In 2012, Rodriguez decided to return to Toronto and to start a new radical history walking tour, this time of the Village. Their first step was intensive research at the Canadian Lesbian and Gay Archives, where they found the histories so often glossed over when the Village is championed as a utopia for everyone. Or, as Rodriguez puts it: “the shiny benefits for some oppress many others.” Through research, they re-centered and uncovered hidden marginal histories, including, but not limited to, “people of colour histories, radical sex working histories, racist removal of public space, and policing.” From there, Rodriguez re-mapped the Village as what it looks like for the “other,” tackling the false narrative that many tourists and Torontonians see each year during the Pride celebrations. One stop on the walk, for example, is an intersection where transgender sex workers have been violently forced off the street. “People only want to map the Village when happy stories, gay legacies, and success are focal points,” says Rodriguez. “No one ever complicates it.”

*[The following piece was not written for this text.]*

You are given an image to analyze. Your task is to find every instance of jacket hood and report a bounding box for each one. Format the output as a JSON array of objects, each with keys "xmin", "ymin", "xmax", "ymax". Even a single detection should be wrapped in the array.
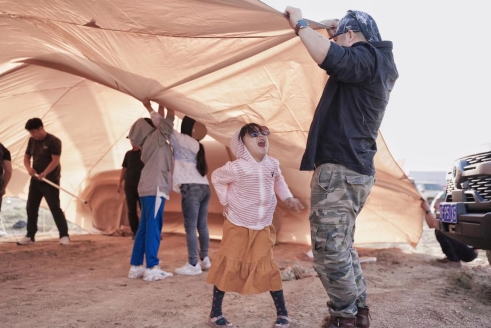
[{"xmin": 230, "ymin": 129, "xmax": 256, "ymax": 162}]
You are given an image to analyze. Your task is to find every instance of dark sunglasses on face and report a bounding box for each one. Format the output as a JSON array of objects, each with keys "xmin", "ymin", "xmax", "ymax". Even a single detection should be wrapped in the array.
[{"xmin": 249, "ymin": 126, "xmax": 269, "ymax": 138}]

But there is value in complexity. Today, Rodriguez largely focuses the walk on its youth audience, who, they believe, will benefit from being confronted with ideas that counter mainstream belief about the Village, and also from thinking through their own political analysis and how they form it. Several people now lead the walks, adds Rodriguez, emphasizing they don’t own the tour and that all collaborators bring value to the projec —including those who go on the walks. In 2012, for instance, York University professor Jin Haritaworn took the walk, inspiring Rodriguez to enrol in the university’s master of environmental studies program. They’re now working together and in 2014 won an Early Researchers Award to create Marvellous Grounds, a project that will look at the history of queer of colour organizing and spaces. The goal is to create a book, blog, and digital mapping project, as well as to initiate a series of focus groups.
Rodriguez hopes Marvellous Grounds will sustain itself as an ongoing platform to map and document queer of colour histories. They plan to create an audio version of the tour for their master’s project so that more people can access it globally. When asked why they focused their activism on neighborhoods and mapping, Rodriguez said it was important to look beyond accepted neighbourhoods of places and communities. “It’s not like rainbows organically appeared,” they say. “[We need to] look at how the spaces manifested, but also how they’re built on erasure.”